(CN) – The city of Evanston revised its handgun ban to resolve the Second Amendment issues raised by the National Rifle Association and three Evanston residents, a federal judge in Chicago ruled.
The NRA originally challenged Evanston within 24 hours of the Supreme Court’s landmark June ruling that the Second Amendment confers an individual right to keep and bear arms.
Once faced with the suit, Evanston determined that handguns may be stored at the owner’s home for self-protection, specifically addressing the residents’ complaints that the misdemeanor threat impeded their ability to protect belongings and loved ones.
The city’s original ordinance banned handguns in Evanston, unless the guns did not work or the owner met one of a handful of exemptions.

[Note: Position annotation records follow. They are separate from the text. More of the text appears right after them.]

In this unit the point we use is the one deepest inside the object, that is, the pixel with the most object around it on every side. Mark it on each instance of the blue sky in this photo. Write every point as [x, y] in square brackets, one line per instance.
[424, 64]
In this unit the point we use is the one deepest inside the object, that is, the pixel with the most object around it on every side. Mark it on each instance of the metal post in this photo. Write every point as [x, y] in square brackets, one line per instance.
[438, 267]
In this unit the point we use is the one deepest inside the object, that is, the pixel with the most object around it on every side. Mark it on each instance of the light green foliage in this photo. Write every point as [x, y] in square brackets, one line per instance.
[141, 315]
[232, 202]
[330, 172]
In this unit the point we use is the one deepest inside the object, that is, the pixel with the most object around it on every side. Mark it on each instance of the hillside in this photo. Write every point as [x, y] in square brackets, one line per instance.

If not for the ordinance, the plaintiffs complained, they would retrieve their guns from their current locations and feel safer at home.
Although the residents and the NRA have argued for the right to keep arms for any lawful purpose, downplaying Evanston’s amendment as a “single change,” U.S. District Judge Marvin Aspen maintained that the plaintiffs’ continued complaints ignore the “critical fact” that the prohibition of firearms itself was eliminated.
“We have no justifiable question before us,” he wrote.
Aspen also stated that while the plaintiffs are “understandably eager for guidance,” pondering the scope of the Supreme Court’s decision and whether the Second Amendment applies to Evanston via 14th Amendment incorporation, the current action is not the right forum for such debates.